Tout en ne cessant jamais de jouer, Bernard Ballet a entamé un très clair chemin à la télévision et au cinéma. Il est repéré. Seul le travail de plateau l’empêchera de tourner plus. Il a une voix, une présence, de regard unique. Il serait trop long de citer ces dizaines de rôles, très différents. On l’a dit, il n’est pas une beauté classique, mais il imprime la pellicule !

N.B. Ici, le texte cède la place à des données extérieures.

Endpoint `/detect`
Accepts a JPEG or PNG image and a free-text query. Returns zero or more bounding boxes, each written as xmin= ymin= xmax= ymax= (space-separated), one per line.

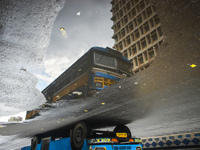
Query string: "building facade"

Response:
xmin=111 ymin=0 xmax=163 ymax=73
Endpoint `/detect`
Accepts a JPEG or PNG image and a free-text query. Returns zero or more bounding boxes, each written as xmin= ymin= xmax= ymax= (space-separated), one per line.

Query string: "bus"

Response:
xmin=42 ymin=47 xmax=132 ymax=103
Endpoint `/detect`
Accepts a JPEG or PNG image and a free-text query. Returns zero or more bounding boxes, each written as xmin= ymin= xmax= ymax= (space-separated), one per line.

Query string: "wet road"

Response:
xmin=0 ymin=39 xmax=200 ymax=137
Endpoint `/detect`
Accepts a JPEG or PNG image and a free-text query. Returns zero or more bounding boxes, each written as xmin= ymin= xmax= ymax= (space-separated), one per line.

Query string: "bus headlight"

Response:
xmin=136 ymin=146 xmax=142 ymax=150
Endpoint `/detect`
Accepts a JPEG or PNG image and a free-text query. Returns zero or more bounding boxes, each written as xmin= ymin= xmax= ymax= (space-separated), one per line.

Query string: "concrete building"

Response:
xmin=111 ymin=0 xmax=163 ymax=73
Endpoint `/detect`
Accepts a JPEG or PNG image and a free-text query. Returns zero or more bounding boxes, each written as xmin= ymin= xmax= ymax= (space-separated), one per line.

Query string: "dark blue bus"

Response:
xmin=42 ymin=47 xmax=132 ymax=102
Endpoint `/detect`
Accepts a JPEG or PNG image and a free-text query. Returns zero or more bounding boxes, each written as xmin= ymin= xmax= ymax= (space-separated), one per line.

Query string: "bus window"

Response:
xmin=95 ymin=82 xmax=103 ymax=88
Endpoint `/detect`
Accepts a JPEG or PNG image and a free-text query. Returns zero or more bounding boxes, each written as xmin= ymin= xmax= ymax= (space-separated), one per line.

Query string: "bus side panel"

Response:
xmin=49 ymin=138 xmax=71 ymax=150
xmin=21 ymin=146 xmax=31 ymax=150
xmin=53 ymin=74 xmax=89 ymax=102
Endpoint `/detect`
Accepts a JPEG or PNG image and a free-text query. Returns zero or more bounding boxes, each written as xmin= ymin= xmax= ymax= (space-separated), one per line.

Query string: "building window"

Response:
xmin=149 ymin=19 xmax=154 ymax=27
xmin=141 ymin=38 xmax=147 ymax=48
xmin=151 ymin=30 xmax=158 ymax=42
xmin=117 ymin=22 xmax=121 ymax=31
xmin=140 ymin=26 xmax=144 ymax=35
xmin=157 ymin=27 xmax=162 ymax=37
xmin=153 ymin=15 xmax=160 ymax=24
xmin=143 ymin=51 xmax=148 ymax=61
xmin=121 ymin=29 xmax=125 ymax=38
xmin=142 ymin=11 xmax=147 ymax=19
xmin=123 ymin=15 xmax=128 ymax=25
xmin=139 ymin=1 xmax=145 ymax=10
xmin=137 ymin=15 xmax=142 ymax=25
xmin=126 ymin=2 xmax=131 ymax=12
xmin=144 ymin=21 xmax=150 ymax=32
xmin=133 ymin=19 xmax=137 ymax=27
xmin=131 ymin=8 xmax=136 ymax=18
xmin=119 ymin=10 xmax=123 ymax=18
xmin=146 ymin=34 xmax=151 ymax=44
xmin=138 ymin=54 xmax=144 ymax=65
xmin=126 ymin=36 xmax=131 ymax=46
xmin=131 ymin=33 xmax=135 ymax=41
xmin=147 ymin=47 xmax=155 ymax=59
xmin=119 ymin=42 xmax=123 ymax=51
xmin=134 ymin=29 xmax=140 ymax=39
xmin=128 ymin=22 xmax=133 ymax=31
xmin=128 ymin=47 xmax=133 ymax=57
xmin=133 ymin=57 xmax=138 ymax=67
xmin=146 ymin=6 xmax=153 ymax=17
xmin=123 ymin=50 xmax=128 ymax=58
xmin=136 ymin=41 xmax=141 ymax=51
xmin=135 ymin=5 xmax=140 ymax=13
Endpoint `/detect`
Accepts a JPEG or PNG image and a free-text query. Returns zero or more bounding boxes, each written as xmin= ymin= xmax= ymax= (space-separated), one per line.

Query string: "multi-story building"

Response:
xmin=111 ymin=0 xmax=163 ymax=73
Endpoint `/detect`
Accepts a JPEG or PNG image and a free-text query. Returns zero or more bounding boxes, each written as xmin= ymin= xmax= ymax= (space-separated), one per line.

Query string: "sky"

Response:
xmin=32 ymin=0 xmax=114 ymax=91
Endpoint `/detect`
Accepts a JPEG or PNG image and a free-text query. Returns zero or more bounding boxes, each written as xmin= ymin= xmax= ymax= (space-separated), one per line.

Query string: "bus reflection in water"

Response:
xmin=42 ymin=47 xmax=132 ymax=103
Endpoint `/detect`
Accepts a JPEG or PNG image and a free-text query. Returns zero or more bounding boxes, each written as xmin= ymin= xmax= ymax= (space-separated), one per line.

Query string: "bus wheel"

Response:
xmin=31 ymin=136 xmax=41 ymax=150
xmin=70 ymin=122 xmax=87 ymax=150
xmin=113 ymin=125 xmax=131 ymax=138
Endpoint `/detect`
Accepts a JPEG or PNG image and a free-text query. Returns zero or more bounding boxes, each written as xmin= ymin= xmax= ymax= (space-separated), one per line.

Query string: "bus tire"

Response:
xmin=70 ymin=122 xmax=87 ymax=150
xmin=113 ymin=125 xmax=131 ymax=138
xmin=31 ymin=136 xmax=41 ymax=150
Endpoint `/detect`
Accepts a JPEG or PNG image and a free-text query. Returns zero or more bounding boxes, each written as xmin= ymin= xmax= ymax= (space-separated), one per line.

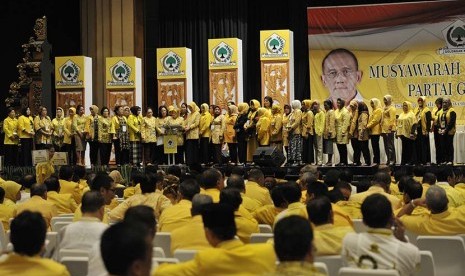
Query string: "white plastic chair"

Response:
xmin=258 ymin=224 xmax=273 ymax=233
xmin=173 ymin=249 xmax=198 ymax=262
xmin=415 ymin=250 xmax=436 ymax=276
xmin=417 ymin=236 xmax=465 ymax=276
xmin=60 ymin=257 xmax=89 ymax=276
xmin=315 ymin=255 xmax=342 ymax=276
xmin=153 ymin=232 xmax=173 ymax=257
xmin=250 ymin=233 xmax=273 ymax=243
xmin=338 ymin=267 xmax=399 ymax=276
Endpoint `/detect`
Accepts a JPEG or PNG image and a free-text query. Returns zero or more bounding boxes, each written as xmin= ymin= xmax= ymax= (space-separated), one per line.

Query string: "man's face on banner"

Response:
xmin=321 ymin=53 xmax=362 ymax=103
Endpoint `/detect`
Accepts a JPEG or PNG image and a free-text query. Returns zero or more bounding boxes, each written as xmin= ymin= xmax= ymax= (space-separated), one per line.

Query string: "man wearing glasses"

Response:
xmin=321 ymin=48 xmax=363 ymax=108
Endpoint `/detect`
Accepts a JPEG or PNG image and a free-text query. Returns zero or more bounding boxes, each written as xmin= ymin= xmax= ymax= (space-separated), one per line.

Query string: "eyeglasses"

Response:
xmin=325 ymin=68 xmax=354 ymax=79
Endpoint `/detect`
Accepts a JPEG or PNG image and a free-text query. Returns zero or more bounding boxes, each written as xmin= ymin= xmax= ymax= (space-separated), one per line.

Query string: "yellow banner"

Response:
xmin=55 ymin=56 xmax=87 ymax=88
xmin=208 ymin=38 xmax=239 ymax=69
xmin=157 ymin=47 xmax=187 ymax=79
xmin=260 ymin=30 xmax=290 ymax=60
xmin=105 ymin=57 xmax=136 ymax=89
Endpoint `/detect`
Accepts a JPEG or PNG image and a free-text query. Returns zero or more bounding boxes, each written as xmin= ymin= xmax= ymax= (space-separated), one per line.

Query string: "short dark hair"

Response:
xmin=274 ymin=215 xmax=313 ymax=262
xmin=179 ymin=178 xmax=200 ymax=201
xmin=202 ymin=169 xmax=223 ymax=189
xmin=307 ymin=196 xmax=333 ymax=226
xmin=361 ymin=194 xmax=392 ymax=228
xmin=10 ymin=211 xmax=47 ymax=256
xmin=44 ymin=175 xmax=60 ymax=192
xmin=100 ymin=222 xmax=152 ymax=275
xmin=81 ymin=191 xmax=105 ymax=213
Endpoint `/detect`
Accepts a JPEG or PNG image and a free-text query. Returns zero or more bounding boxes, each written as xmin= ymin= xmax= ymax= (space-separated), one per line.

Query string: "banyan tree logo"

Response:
xmin=57 ymin=59 xmax=82 ymax=86
xmin=158 ymin=51 xmax=184 ymax=76
xmin=262 ymin=33 xmax=288 ymax=58
xmin=107 ymin=60 xmax=134 ymax=86
xmin=439 ymin=20 xmax=465 ymax=55
xmin=210 ymin=41 xmax=236 ymax=67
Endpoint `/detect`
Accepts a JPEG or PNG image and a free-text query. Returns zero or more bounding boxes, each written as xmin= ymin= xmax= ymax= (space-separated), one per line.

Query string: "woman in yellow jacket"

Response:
xmin=199 ymin=103 xmax=213 ymax=164
xmin=128 ymin=106 xmax=142 ymax=166
xmin=396 ymin=101 xmax=416 ymax=165
xmin=141 ymin=107 xmax=157 ymax=165
xmin=184 ymin=102 xmax=200 ymax=166
xmin=18 ymin=107 xmax=35 ymax=167
xmin=367 ymin=98 xmax=383 ymax=164
xmin=3 ymin=107 xmax=19 ymax=166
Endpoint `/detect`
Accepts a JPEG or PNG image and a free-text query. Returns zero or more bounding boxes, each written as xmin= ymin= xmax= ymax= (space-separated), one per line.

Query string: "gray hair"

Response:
xmin=426 ymin=185 xmax=449 ymax=214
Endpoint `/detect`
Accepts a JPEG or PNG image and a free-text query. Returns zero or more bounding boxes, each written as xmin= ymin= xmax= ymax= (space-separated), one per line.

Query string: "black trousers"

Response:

Côté théâtre, c’est la même diversité. Lorca, Bondy, Fall, Françon, Savary, Beaunesne, Bayen, Ronconi, Boeglin, Milianti, Porraz, Hoffmann, Engel, Rambert, Stavisky, Backès, Vincent, il n’a cessé d’être demandé par des metteurs en scène très différents, mais tous sensibles à sa très forte personnalité, à sa présence, répétons-le, à sa poésie. Ces dernières années, il s’était fait plus rare au théâtre, mais il avait plongé dans les univers délicats d’artistes délicates. On les a nommées : Marion Bierry, Irène Bonnaud. On ne peut oublier L’Illusion comique de Corneille comme L’Aiglon, pas plus que l’on n’oublie La Tectonique des nuages.
Enfin, aves Les Peintres au charbon de Lee Hall, très belle mise en scène de Marion Bierry en 2009, et avec, quel titre, Soleil couchant, d’après Isaac Babel, une mise en scène d’Irène Bonnaud, on salue à jamais cet être bouleversant, un formidable comédien, un être unique.